全国で44人目の達成者として、参観灯台(のぼれる灯台)のスタンプラリーを完遂した和歌山市の会社員、吉田武司さん(62)の新連載「のぼれる灯台」(全19回)が、5日にスタート。隔週水曜日に掲載する。全国の「のぼれる灯台」16基について、主に解説や時代背景、エピソードなどを写真と文章で紹介。吉田さんは「灯台が見えた時のわくわく感がたまらなく、ときめきがあった。皆さんにも同じような経験をしてもらえたら」と話している。

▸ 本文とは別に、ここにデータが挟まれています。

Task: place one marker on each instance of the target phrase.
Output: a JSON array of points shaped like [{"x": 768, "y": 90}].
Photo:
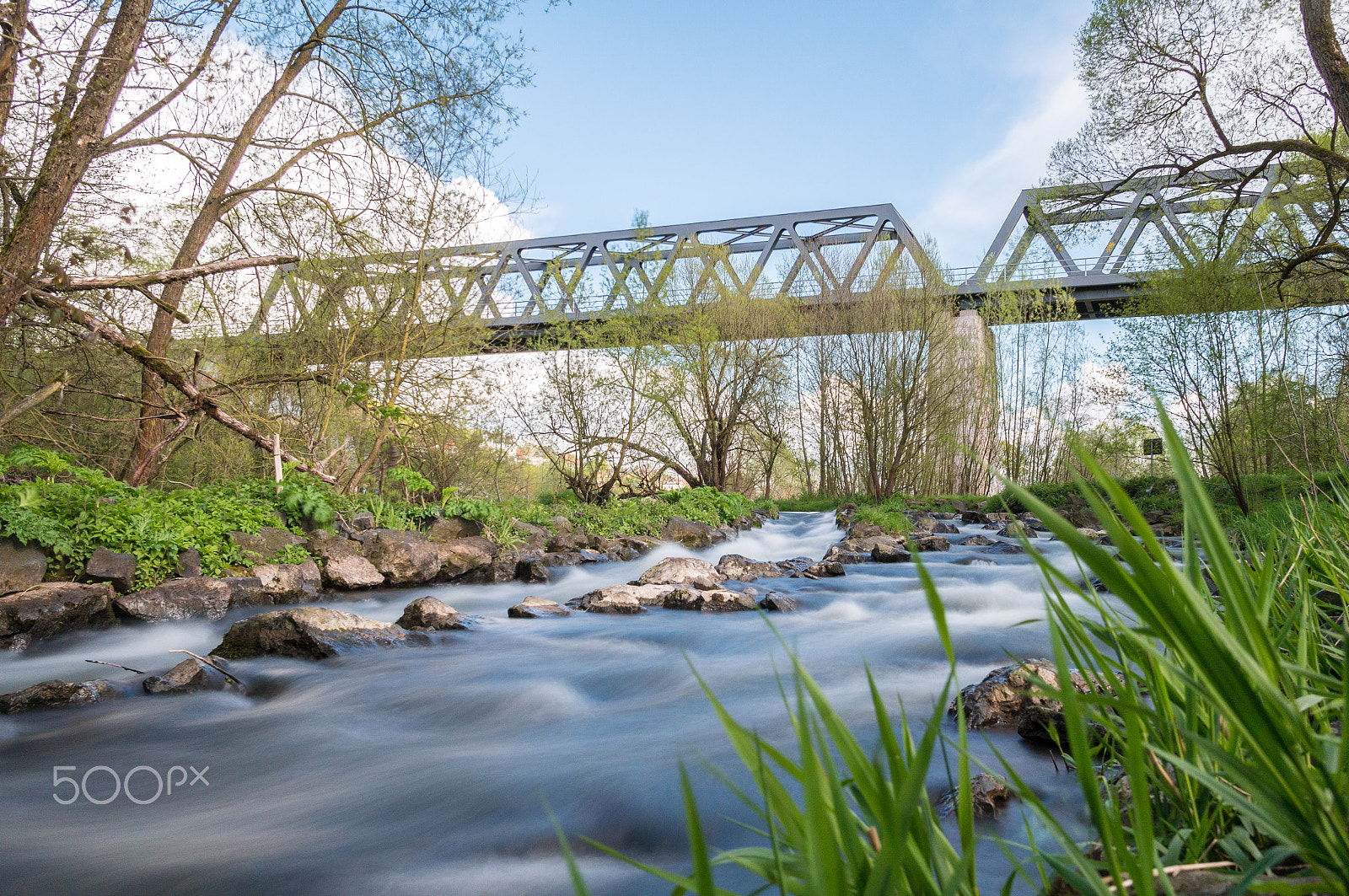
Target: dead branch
[
  {"x": 175, "y": 276},
  {"x": 34, "y": 400}
]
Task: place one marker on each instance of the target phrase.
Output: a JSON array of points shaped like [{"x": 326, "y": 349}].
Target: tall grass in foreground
[{"x": 1220, "y": 716}]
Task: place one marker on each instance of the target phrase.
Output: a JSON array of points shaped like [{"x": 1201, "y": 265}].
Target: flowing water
[{"x": 428, "y": 770}]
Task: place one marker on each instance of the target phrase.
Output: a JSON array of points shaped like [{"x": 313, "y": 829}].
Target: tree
[
  {"x": 1185, "y": 85},
  {"x": 362, "y": 100}
]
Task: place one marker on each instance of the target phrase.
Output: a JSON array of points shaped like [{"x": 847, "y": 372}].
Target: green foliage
[
  {"x": 292, "y": 554},
  {"x": 307, "y": 501}
]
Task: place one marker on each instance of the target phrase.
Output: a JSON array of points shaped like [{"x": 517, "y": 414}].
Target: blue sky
[{"x": 703, "y": 110}]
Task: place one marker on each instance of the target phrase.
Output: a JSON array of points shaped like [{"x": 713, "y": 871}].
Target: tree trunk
[
  {"x": 218, "y": 201},
  {"x": 1330, "y": 61},
  {"x": 73, "y": 146}
]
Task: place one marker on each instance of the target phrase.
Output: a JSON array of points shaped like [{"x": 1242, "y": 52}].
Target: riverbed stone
[
  {"x": 177, "y": 599},
  {"x": 618, "y": 598},
  {"x": 289, "y": 582},
  {"x": 308, "y": 633},
  {"x": 1011, "y": 689},
  {"x": 53, "y": 608},
  {"x": 1018, "y": 529},
  {"x": 701, "y": 574},
  {"x": 715, "y": 601},
  {"x": 889, "y": 552},
  {"x": 432, "y": 614},
  {"x": 20, "y": 566},
  {"x": 263, "y": 545},
  {"x": 246, "y": 591},
  {"x": 352, "y": 572},
  {"x": 118, "y": 570},
  {"x": 404, "y": 557},
  {"x": 57, "y": 693},
  {"x": 188, "y": 676},
  {"x": 688, "y": 534},
  {"x": 462, "y": 556},
  {"x": 449, "y": 528},
  {"x": 1050, "y": 725},
  {"x": 735, "y": 566},
  {"x": 927, "y": 543},
  {"x": 535, "y": 536},
  {"x": 775, "y": 602},
  {"x": 331, "y": 545},
  {"x": 535, "y": 608},
  {"x": 988, "y": 795}
]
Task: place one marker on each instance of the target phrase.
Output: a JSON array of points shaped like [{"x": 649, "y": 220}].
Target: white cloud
[{"x": 971, "y": 204}]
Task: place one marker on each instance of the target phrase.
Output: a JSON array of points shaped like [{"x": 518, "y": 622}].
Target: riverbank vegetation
[
  {"x": 1207, "y": 738},
  {"x": 71, "y": 510}
]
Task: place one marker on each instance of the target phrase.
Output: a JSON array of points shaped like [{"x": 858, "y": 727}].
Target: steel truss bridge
[{"x": 1093, "y": 242}]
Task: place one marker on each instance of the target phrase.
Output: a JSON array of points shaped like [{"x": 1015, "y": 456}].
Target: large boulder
[
  {"x": 823, "y": 570},
  {"x": 889, "y": 552},
  {"x": 688, "y": 534},
  {"x": 331, "y": 545},
  {"x": 404, "y": 557},
  {"x": 1018, "y": 529},
  {"x": 1007, "y": 693},
  {"x": 535, "y": 536},
  {"x": 775, "y": 602},
  {"x": 449, "y": 528},
  {"x": 717, "y": 601},
  {"x": 188, "y": 676},
  {"x": 289, "y": 582},
  {"x": 352, "y": 572},
  {"x": 532, "y": 570},
  {"x": 463, "y": 556},
  {"x": 734, "y": 566},
  {"x": 928, "y": 543},
  {"x": 431, "y": 614},
  {"x": 247, "y": 591},
  {"x": 177, "y": 599},
  {"x": 701, "y": 574},
  {"x": 535, "y": 608},
  {"x": 263, "y": 547},
  {"x": 308, "y": 633},
  {"x": 57, "y": 693},
  {"x": 620, "y": 598},
  {"x": 20, "y": 567},
  {"x": 118, "y": 570},
  {"x": 53, "y": 608}
]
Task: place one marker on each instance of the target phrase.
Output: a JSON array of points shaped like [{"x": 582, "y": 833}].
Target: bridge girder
[{"x": 523, "y": 287}]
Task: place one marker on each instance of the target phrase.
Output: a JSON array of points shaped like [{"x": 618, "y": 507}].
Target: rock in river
[
  {"x": 188, "y": 676},
  {"x": 1008, "y": 691},
  {"x": 177, "y": 599},
  {"x": 20, "y": 567},
  {"x": 701, "y": 574},
  {"x": 431, "y": 614},
  {"x": 57, "y": 693},
  {"x": 535, "y": 608},
  {"x": 53, "y": 608},
  {"x": 717, "y": 601},
  {"x": 118, "y": 570},
  {"x": 309, "y": 633}
]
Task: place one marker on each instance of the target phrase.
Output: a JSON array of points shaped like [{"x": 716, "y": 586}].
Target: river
[{"x": 427, "y": 770}]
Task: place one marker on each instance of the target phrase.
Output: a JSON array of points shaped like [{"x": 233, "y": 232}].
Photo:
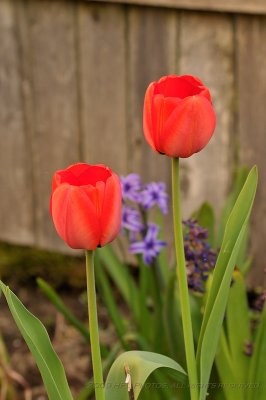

吉田さんは兵庫県丹波篠山市生まれ。三菱電機㈱に入社し、製品の開発設計や知的財産企画管理に携わっている。
2016年から関東へ単身赴任。18年に妻の陽子さん(56)と、観光で千葉県銚子市の犬吠埼灯台へ行った際、公益社団法人燈光会が主催する「のぼれる灯台」16基を巡るスタンプラリーのキャンペーンを目にしたことをきっかけに、全基制覇チャレンジを決めた。
20年7月に開始し、休日を活用して青森から沖縄県まで夜行バスや電車、自家用車、船などの交通手段を使い約1年半かけて達成した。
中でも印象深いのは、青森県の尻屋埼灯台。現地で、碧い空を背景に立つ白い巨塔を見た時は、「ずっと見たかった光景だったので願いがかなった。感極まった」と話す。本州北端にある同灯台は11月~翌3月の期間は閉鎖される。改修工事も行われていた頃で、吉田さんが訪れたのは改修工事が終わった直後の10月17日だった。翌春には関西への転勤も決まっていたため「まさに千載一隅の機会だった」と振り返る。
他にも、土足禁止の灯台や石造り、しま模様の灯台などもあり、連載では吉田さんの体験なども盛り込んだ内容となっている。
何カ所か同行した陽子さんは「自然と一体化した絶景がそこにはあった。灯台巡りは貴重な2人の時間でした」と笑顔。吉田さんは「灯台は陸の端にあり、人の開拓がなく自然豊か。『山、海、灯台』と、灯台の立つ場所の景色は似ているのに一つとして同じものはない」と魅力を話す。
完遂後、「生きた証しに作品として残したい」と、訪れたそれぞれの灯台の特徴や地域性、文化など、記録していたことをまとめた『のぼれる灯台16』を幻冬舎から出版した。
全国の書店やネット販売で購入できる。定価1760円。B5判、120㌻。